Untreated PMDD can result in pronounced emotional turmoil. The recurrent mood disturbances, particularly severe depressive symptoms, can significantly impact an individual's overall psychological well-being. In some cases, untreated PMDD can lead to chronic sadness, severe mood swings, and even suicidal ideation (Baca-Garcia et al., 2004).

The pronounced irritability and mood swings associated with PMDD can strain personal relationships. Without intervention, individuals might face difficulties in their partnerships, family dynamics, and friendships due to frequent misunderstandings and conflicts arising from their symptoms (Epperson et al., 2012).
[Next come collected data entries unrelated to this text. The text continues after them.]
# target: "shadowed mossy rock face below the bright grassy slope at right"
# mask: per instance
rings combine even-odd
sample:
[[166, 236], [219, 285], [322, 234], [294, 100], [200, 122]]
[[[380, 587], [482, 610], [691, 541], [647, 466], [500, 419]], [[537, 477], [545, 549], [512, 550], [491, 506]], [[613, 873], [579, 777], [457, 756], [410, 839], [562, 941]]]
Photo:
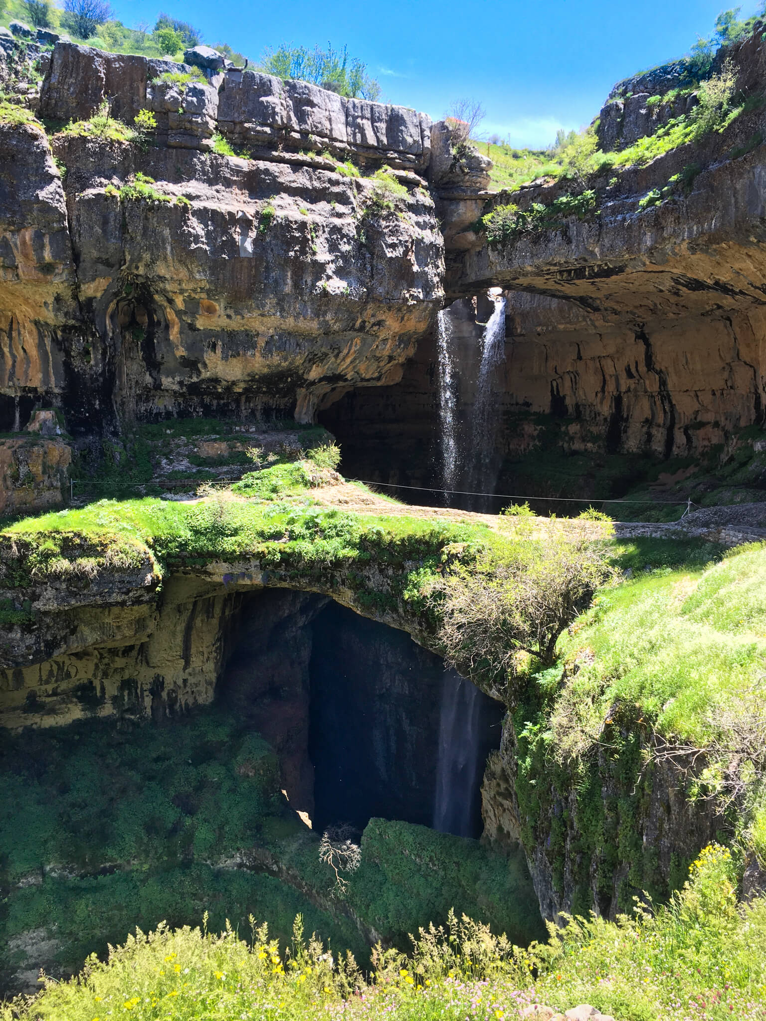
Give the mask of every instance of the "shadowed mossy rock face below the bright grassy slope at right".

The cognitive disturbances, such as trouble concentrating and physical symptoms like fatigue, can impair performance at work or school. Over time, untreated PMDD may result in decreased productivity, increased absenteeism, or even challenges in career progression (Kues et al., 2007).
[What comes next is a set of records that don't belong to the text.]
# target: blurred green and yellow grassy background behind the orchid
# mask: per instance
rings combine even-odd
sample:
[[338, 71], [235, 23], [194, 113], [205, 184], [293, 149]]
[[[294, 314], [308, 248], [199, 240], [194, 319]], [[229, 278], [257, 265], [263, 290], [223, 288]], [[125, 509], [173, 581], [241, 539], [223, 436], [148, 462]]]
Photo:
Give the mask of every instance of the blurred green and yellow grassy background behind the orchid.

Chronic stress and recurring depressive episodes, common in untreated PMDD, can have broader health implications, potentially increasing the risk for other conditions like cardiovascular diseases, chronic pain, and metabolic disorders (Ossewaarde et al., 2010).
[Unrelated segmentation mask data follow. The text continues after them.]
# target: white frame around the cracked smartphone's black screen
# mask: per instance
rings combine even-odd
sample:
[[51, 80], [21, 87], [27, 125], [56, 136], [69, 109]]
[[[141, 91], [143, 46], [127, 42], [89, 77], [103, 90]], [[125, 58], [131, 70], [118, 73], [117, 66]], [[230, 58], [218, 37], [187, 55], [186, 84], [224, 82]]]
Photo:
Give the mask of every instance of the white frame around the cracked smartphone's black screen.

PMDD's physical and emotional symptoms can deter individuals from participating in daily activities, hobbies, or social events. This can lead to social isolation and reduced quality of life over time (Eisenlohr-Moul et al., 2017).

The combination of potential medical expenses missed workdays, or reduced job performance due to untreated PMDD can lead to economic challenges. These impact the individual and have broader societal repercussions in terms of lost productivity and increased healthcare costs (Borenstein et al., 2005).

In conclusion, the multifaceted repercussions of untreated PMDD underscore the need for early diagnosis, awareness, and comprehensive interventions. Proper treatment can significantly improve affected individuals' quality of life, well-being, and overall life trajectory.

Summary

This exploration of Premenstrual Dysphoric Disorder (PMDD) underscores the complexity of this condition that intertwines neurobiology, genetics, psychology, and environmental factors. The continuously expanding body of research reveals an ever-clearer picture of PMDD, ensuring those affected are met with increasingly precise and effective treatments. Nevertheless, as with any intricate medical condition, gaps in our understanding persist, signaling the need for ongoing research and inquiry.

What has become unmistakably clear is the critical importance of a societal shift towards acknowledging and addressing PMDD with the gravity it merits. The recent surge in open dialogues about the disorder, both within the scientific community and in broader public spheres, is an encouraging indication that PMDD is being recognized not just as a 'mood swing' or a 'minor inconvenience' but as a severe medical condition with profound implications on an individual's holistic well-being. The dialogues encourage a more profound empathy, helping to alleviate the weight of societal stigmas and ensuring that affected individuals are not dismissed but supported.

As we look to the future, these conversations must continue and grow, reinforcing the significance of ongoing research endeavors in the quest for comprehensive answers. The increased attention and understanding of PMDD pave the way for better clinical practices and, crucially, offer solace and validation to countless women worldwide, underscoring that their experiences are legitimate, recognized, and deserve the utmost attention.

The horizon seems promising. As more individuals, researchers, and clinicians unite in their commitment to understanding and addressing PMDD, we move closer to a world where every affected individual is met with understanding, effective care, and a society that stands in solidarity with them.